Mayor of Canton, Ohio
- In office January 1, 2008 – December 31, 2015
- Preceded by: Janet Creighton
- Succeeded by: Thomas Bernabei

Member of the Ohio House of Representatives from the 52nd district
- In office January 3, 2005 – December 31, 2007
- Preceded by: Mary Cirelli
- Succeeded by: Stephen Slesnick

Personal details
- Born: William James Healy II 1962 or 1963 (age 63–64)
- Party: Democratic
- Spouse: Dee
- Children: 1
- Parent: William J. Healy (father);
- Education: Kent State University at Stark; Rowan University; New York University (MBA);
- Occupation: Marketing; consultant; politician;

= William J. Healy II =

American politician from Ohio

William James Healy II (born 1962 or 1963) is an American politician from Ohio. He served as a member of the Ohio House of Representatives from 2005 to 2007. He served as mayor of Canton, Ohio, from 2008 to 2015.

==Early life==
William James Healy II was born in 1962 or 1963 to William J. Healy. His father was a member of the Ohio House of Representatives. He graduated from Canton McKinley High School. He graduated with an associate degree from Kent State University at Stark. He graduated with a bachelor's degree from Rowan University and an MBA from New York University's Stern School of Business.

==Career==
In 1983, Healy ran for trustee of Perry Township, Stark County, Ohio. He then pursued a career in sales and marketing outside Ohio. He worked as a business consultant in New Jersey. He then moved back to Ohio. He is president of Austin Healy Group Inc.
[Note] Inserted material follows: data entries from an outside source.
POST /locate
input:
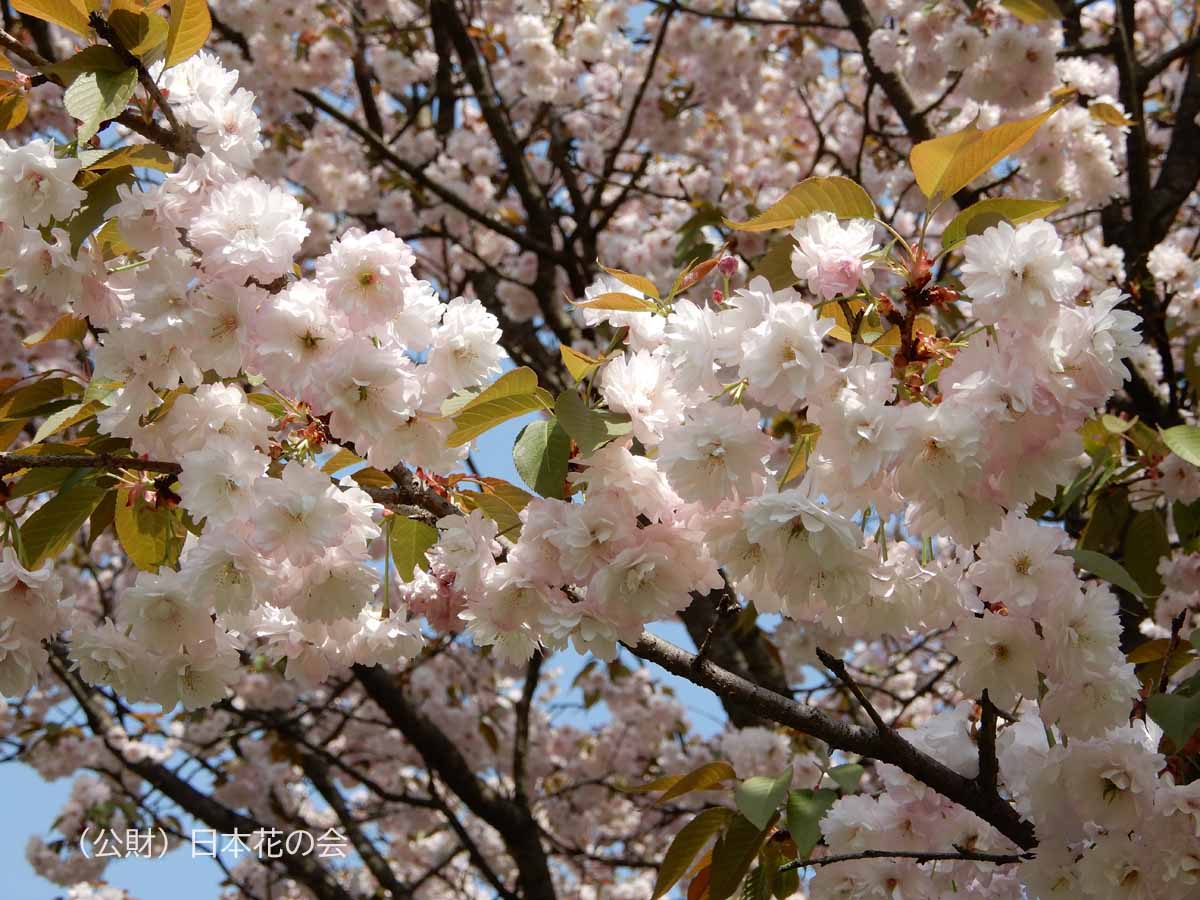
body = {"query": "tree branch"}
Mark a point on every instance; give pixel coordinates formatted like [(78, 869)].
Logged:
[(843, 736), (971, 856), (511, 820)]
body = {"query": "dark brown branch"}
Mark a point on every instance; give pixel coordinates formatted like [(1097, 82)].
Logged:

Healy is a Democrat. He lost in a five-way Democratic primary for mayor of Canton in 2003. He was elected in 2004 and 2006 to represent the 52nd district of the Ohio House of Representatives.

Healy was elected as mayor of Canton on November 6, 2007. He lost his re-election campaign in 2015 to Thomas Bernabei. Since his first term crime in the city has gone down 25 percent and the city's unemployment has hit a 30-year low at 5.1% recorded in November 2014.

==Personal life==
Healy married Dee. They have one son. His sister Joyce Healy-Abrams also ran for a seat in the Ohio House.